Yup, you will actually have to improve your own social skills. It will bring you a great return on investment, as you will learn how to play a character with good social skills, but also will be better at playing a total boor, since you will know exactly what NOT to do. It might also make your personal life better, which is quite nice.
Obviously, it is a long process, but at least it is possible, so here are some hints on what social people often tend to do. This doesn't mean that everyone doing those is the new MLK, but those are things that people deemed charismatic will often tend to do.
Again, a lot of people talk fast, in order to make sure people hear what they say. Unfortunately, it has the opposite effect, as by the time the audience register you started speaking, you are done already. Also, if you talk fast, you imply that what you are saying isn't worth the time.
Respect your words and what you are saying: talk slow. Make breaks in your sentences, and so on.
Politicians are really good at that. Observe them.
You believe strongly in anything you say, so say it with all the passion you have. Accentuate a lot. Don't go:
"I think we should make an alliance with the druids yeah."
"Me? Me, I see the children out there. The children. I see them fighting, fighting their friends, fighting their families, and for what?! (pause) For food?! (pause) And we all know that an alliance, a simple alliance with the druids would solve all of those issues, would bring food to the streets, would save this city's sons, and I think: why haven't we done it yet?"
Eye contact is really powerful, and the longer you can hold it the better.
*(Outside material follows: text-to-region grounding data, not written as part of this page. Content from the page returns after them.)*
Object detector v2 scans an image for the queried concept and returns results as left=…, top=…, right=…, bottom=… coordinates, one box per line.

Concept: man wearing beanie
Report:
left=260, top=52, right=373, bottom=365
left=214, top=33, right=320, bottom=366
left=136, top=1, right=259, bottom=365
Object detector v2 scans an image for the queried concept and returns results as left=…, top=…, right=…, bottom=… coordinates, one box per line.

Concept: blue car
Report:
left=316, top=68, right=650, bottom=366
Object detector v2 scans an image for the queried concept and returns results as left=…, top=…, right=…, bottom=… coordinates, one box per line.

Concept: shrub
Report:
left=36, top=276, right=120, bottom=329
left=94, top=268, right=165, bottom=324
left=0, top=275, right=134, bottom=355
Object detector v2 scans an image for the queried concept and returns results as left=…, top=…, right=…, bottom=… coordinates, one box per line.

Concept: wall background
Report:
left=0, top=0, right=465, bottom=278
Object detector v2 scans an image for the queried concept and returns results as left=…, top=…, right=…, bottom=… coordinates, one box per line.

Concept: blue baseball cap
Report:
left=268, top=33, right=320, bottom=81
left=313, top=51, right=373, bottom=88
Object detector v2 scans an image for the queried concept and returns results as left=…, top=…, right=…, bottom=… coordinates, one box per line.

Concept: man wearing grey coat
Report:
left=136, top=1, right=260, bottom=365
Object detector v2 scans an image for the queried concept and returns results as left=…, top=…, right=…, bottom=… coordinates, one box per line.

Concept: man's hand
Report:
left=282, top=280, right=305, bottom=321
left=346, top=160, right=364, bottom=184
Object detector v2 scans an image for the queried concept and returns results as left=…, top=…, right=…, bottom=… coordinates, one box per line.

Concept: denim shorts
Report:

Practice as much as you can, until it becomes totally comfortable for you. You might end up staring for a while, so keep going until you can look straight into someone's eyes without looking creepy, or panicked, or whatever. You might also be surprised how other people have trouble with it.
Use your hands
When you speak, use your hands to accentuate what you say. If your hands are resting on the deck or in your pockets when you speak, you are doing something wrong.
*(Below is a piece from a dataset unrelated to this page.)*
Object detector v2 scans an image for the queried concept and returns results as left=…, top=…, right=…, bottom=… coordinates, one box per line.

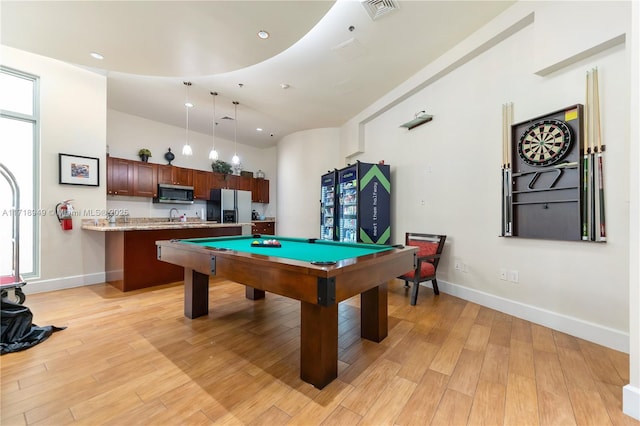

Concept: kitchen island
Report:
left=83, top=219, right=251, bottom=291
Smile as much as you can, and get comfortable with it. Overall, the more facial expressions you can do, the better, but smiling is one of the best things, it makes everything you say more powerful.
Call People By Name.
Very powerful, makes everything you say immediately more important and personal. There is a world of difference between this:
How are you doing?
How are you doing, Samantha? (if your name is Samantha; else it's just awkward)
Other body language tips
Stand straight. Even if a character is slouching in a throne, keep your back straight and head high. Keep your arms/legs wide, to take space. If you want to have 'social advantage' over someone, avoid facing them, and instead keep a ~30 degrees angle with them. Oh, and stop fiddling with you rpen, or hair, or dice, or whatever.
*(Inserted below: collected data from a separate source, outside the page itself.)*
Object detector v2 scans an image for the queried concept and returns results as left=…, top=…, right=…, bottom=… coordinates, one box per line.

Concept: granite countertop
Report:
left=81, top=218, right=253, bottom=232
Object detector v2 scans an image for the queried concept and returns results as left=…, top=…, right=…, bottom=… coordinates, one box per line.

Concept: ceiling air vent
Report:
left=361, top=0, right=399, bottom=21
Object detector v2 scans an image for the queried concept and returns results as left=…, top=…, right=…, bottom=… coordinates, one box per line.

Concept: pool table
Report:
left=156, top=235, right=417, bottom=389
As mentioned above, observe how actors and politicians speak. Start with Bill Clinton, who is often described one of the most charismatic persons alive, so much that it's considered a super-power. There are a lot of his speeches around, and analyses of what he does right. My favorite is this speech where you get a wonderful comparison between his opponent poor social roll, and Clinton's automatic success. Seriously, he just took 10.
Also look at some actors (e.g. Clooney, Gosling, Brosnan, Connery, Duchovny), see how they stand, how they speak, how they use their hands, how they do eye contact, and so on.
Finally, you can also look at this book, which despite its name is actually a pretty straightforward book, and widely recommended.
The best part: Practice!
Now that you've learned all that, use it! Fortunately, interacting with people is something we do way more often than waving a sword around, so you can find training situations everywhere. Learned how to smile to the barrista at Starbucks, practice to speak slowlier and louder when you're telling a story to your friends, learn how to use your hands when you're making a presentation at work, and so on.
And play social characters! Force yourself to pretend you're social, and trying to fake it until, as usual, you end up making it!
Bonus advice: don't mumble
People don't realize how soft they speak, and how counterproductive it is. Because they are so used to hearing their own voice, a lot of people grossly overestimate how loudly they are speaking, and can be barely audible without noticing it. If people often ask you to repeat what you said, speak a bit louder.